Holmes’ attorneys have also taken the unusual step of revealing in closed-door preliminary hearings that Holmes is likely to testify about her relationship with Balwani, whom she first met when she was 18. However, defendants often decide to exercise their Fifth Amendment right. to refuse to testify in their own defense. And Holmes’ lawyers, who will only argue their case after the prosecution presents the government’s case, may decide it is best for her not to testify, according to Gilchrist.
“I can’t imagine going into a trial like this being sure, anyway, that the accused will testify,” Gilchrist said. “They are going to see what the government is doing and then make their decision … I wouldn’t be surprised if no one in the world knows about it just yet.”
However, Roth argued that while Holmes has every right not to testify, the abuse argument practically commits Holmes to taking a stand. “I think, for reasons of human nature, the jury will probably want to hear it, in their own words, about the [alleged] abuse, ”Roth said.
Holmes’ attorneys reserved the right to call a psychologist who examined Holmes as an expert witness to testify about his relationship with Balwani and the alleged abuse.
Roth and Gilchrist agreed that taking a position involves significant risk.
“She will be the subject of cross-examination, and the government often has considerable latitude during cross-examination to remove a witness, including an accused, by asking questions about specific acts that he or she does not. ‘might not have been able to submit to the jury otherwise,’ said Roth. noted.
“The downside to this defense is that if the jurors believe this is a ploy, if they see it cynically, it’s going to explode.
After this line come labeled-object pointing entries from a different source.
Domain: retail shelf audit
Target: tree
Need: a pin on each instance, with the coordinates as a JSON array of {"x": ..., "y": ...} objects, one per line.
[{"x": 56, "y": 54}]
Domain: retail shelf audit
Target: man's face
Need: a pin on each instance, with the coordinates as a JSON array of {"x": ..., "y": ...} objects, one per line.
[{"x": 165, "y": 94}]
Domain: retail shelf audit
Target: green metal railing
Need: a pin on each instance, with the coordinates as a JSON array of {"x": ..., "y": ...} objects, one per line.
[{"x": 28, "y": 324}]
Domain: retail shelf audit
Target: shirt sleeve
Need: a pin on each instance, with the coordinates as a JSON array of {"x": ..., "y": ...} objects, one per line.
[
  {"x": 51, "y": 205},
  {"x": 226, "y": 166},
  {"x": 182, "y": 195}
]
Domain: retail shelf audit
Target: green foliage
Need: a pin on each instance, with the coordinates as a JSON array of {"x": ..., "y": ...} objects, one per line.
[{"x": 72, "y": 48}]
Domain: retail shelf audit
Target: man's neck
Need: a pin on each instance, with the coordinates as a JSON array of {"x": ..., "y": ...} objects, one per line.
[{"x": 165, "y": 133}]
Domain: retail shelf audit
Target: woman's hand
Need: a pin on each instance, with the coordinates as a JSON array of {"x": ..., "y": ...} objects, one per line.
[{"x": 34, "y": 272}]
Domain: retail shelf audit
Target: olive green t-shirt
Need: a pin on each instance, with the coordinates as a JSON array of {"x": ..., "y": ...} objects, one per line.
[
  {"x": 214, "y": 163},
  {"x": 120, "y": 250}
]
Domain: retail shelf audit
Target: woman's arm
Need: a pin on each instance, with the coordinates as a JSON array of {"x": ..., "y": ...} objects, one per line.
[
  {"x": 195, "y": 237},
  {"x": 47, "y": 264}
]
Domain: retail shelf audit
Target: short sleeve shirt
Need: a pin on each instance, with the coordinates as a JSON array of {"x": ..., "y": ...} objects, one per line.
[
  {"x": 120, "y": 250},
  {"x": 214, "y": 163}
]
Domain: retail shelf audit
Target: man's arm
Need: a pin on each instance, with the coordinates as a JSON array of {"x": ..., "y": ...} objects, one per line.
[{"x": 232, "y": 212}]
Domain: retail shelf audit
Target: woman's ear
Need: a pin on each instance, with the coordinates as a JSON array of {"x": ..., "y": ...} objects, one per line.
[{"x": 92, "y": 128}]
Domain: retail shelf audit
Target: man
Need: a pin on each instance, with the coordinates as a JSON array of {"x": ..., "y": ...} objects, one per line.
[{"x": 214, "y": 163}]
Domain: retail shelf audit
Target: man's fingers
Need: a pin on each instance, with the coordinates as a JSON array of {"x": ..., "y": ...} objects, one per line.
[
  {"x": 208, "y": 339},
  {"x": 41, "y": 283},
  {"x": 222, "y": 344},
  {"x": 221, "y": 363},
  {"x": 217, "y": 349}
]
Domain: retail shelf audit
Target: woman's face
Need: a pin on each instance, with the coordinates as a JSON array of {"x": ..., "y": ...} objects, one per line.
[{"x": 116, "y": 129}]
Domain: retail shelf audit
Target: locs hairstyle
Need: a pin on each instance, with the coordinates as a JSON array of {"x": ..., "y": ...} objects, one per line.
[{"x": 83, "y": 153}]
I mean, that’s a terrible position to be in, in a lawsuit over your honesty and integrity, for any juror to start wondering: is this fair, or was it a convenient story they could tell? That would be a very big risk, ”said Gilchrist.
Holmes, once proclaimed the world’s youngest self-made billionaire woman, has suggested in court documents that she is controlled by Balwani. It was Balwani, according to his lawyers, who created and prepared some of the corporate financial models presented to investors and the company’s former business partner, Walgreens. The statements she made about the records, they said, must therefore be weighed against the background of the abusive relationship.
Holmes ‘lawyers also pointed out that government witnesses raised the possibility that Holmes’ relationship with Balwani is questionable.
“Witnesses interviewed by the government indicated that Mr Balwani controlled Ms Holmes, that Ms Holmes was isolated by Mr Balwani and that Mr Balwani was combative with Ms Holmes,” her lawyers wrote.
“This is definitely something the government should face,” Roth said, adding that in order to do that the government did not necessarily have to rebut witness claims. “Both things could be true at the same time: she could have been in an abusive relationship with him, and she could also have acted with full understanding of what she was doing and the fraudulent intent.”
Professor of History at the University of Washington Marguerite O’Mara said in an interview for the Yahoo Finance documentary film “Valley of Hype” that she wouldn’t be surprised if Holmes looked at Balwani. “I think he’s really critical,” O’Mara said. “He’s sort of the bad cop for his good cop.”